張海桐沒笑,望著熊熊燃燒的火焰發呆。那麼大一團火,吳邪只看見小花和張海桐黑黝黝的眼瞳裡瘋狂跳動的野火。
吳邪不會知道,他的眼中也一樣。
小花打破沉默。說:“還要審呢。”
好像在說,她還能活一會兒。
張海桐看了看手錶,繼續說:“我的時間和你們不一樣。很多事我也無法說清楚,但是吳邪。”
這似乎是很鄭重的交代。
“在去廣西之前,要想一想我之前說的話。”
“如果你不想失去某些人某些東西,回到杭州要藉助一切你可以藉助的力量。”
“很多年前,我曾經在你三叔那裡買過一件東西。那件東西本來不應該讓我付出那麼多錢財。”
“假如你不信,可以讓潘子調取你三叔盤口的賬目檢視這筆收入。不出意外,應該是2002年左右,他有一筆鉅額款項進賬。”
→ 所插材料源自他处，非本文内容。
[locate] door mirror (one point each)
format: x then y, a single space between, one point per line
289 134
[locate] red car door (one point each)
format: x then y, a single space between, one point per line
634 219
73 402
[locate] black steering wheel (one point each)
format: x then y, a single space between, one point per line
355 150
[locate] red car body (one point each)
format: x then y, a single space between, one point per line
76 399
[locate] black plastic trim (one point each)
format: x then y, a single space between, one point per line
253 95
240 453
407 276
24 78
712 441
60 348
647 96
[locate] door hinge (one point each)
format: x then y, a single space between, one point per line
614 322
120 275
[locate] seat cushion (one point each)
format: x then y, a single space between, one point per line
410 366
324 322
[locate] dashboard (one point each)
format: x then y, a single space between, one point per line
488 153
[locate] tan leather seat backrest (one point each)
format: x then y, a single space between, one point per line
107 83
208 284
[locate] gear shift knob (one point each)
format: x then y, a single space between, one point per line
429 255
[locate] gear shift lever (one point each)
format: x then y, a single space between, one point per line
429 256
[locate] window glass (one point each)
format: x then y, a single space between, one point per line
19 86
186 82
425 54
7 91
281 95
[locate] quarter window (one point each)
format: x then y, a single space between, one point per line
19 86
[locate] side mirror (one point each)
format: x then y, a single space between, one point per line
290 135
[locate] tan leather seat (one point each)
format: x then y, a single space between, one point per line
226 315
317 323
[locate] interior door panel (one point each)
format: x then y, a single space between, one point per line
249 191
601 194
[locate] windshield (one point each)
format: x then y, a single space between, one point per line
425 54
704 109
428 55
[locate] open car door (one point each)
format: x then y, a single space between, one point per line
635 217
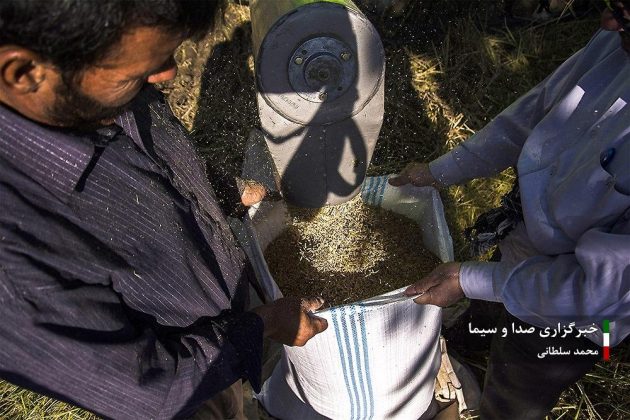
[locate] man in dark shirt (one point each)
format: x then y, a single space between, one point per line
122 289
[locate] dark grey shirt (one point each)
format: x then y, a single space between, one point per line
122 289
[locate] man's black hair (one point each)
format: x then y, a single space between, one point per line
73 34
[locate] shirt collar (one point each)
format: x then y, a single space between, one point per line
55 159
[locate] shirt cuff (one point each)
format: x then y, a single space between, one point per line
476 280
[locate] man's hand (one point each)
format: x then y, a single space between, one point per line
253 193
440 287
290 320
417 174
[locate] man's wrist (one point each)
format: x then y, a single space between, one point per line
476 280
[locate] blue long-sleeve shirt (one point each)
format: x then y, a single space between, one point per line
570 259
122 289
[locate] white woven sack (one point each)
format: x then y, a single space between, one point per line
373 362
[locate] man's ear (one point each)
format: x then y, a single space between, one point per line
21 71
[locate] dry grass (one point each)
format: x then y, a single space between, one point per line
445 80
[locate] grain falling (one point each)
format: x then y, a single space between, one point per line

“如果你腦子好使,就帶著錢去找張海樓。除了吳三省和解連環留下來的資產,你沒有別的幫手了。”
張海桐的看法倒是和小花一樣。
吳邪並非不清楚,現在廣西出事,霍仙姑一定凶多吉少。霍秀秀還是個小姑娘,大家族就算再怎麼和睦,當家人出事內部也會出問題。霍家這個時候不內鬥都不錯了,更別說跟著吳邪去救人。
小花人生大多時間待在北京,霍傢什麼情況他最清楚。
一路上勸解分析,小花都提到霍家恐怕很難分出精力。霍家一亂,解家多半要跟著霍秀秀。
這是霍仙姑一開始就安排好了的。
仔細想想,張海桐說的分毫不差。
吳邪對他的話深信不疑。
想起這種缺德事是三叔乾的,吳邪莫名有點心虛。“他讓你拿錢給他,買你們自己的東西,現在我再拿這筆錢找小董老闆買你們出力?”
三叔啊三叔,你他孃的真夠缺德的。
我對王盟都不敢這麼幹,工人階級也是有脾氣的。哪天造反了那可真不是人受的。
小花哼笑道:“吳邪,你還真夠親疏分明的。咱們好歹也是青梅竹馬,你跟董老闆認識三年不到,倒是信他多一點。”
說罷還捏著秀秀的嗓音,用少女清脆俏皮的聲音說:“吳邪哥哥真夠沒良心的,虧人家小時候還想嫁給你呢!”
吳邪:……
張海桐卻笑了。先是憋笑,肩膀都在抖。等小花說完“沒良心的”,他立刻不裝了,開懷大笑。原本抱著腿縮成一團的姿勢都展開了。
吳邪頭一次聽他笑的這麼開懷,好像真是個十五歲的小孩兒似的。
老天爺,整改錄下來給悶油瓶看看。
現在真正的悶葫蘆可就他一個了,再不努力,他就徹底無法擺脫面癱這個標籤了。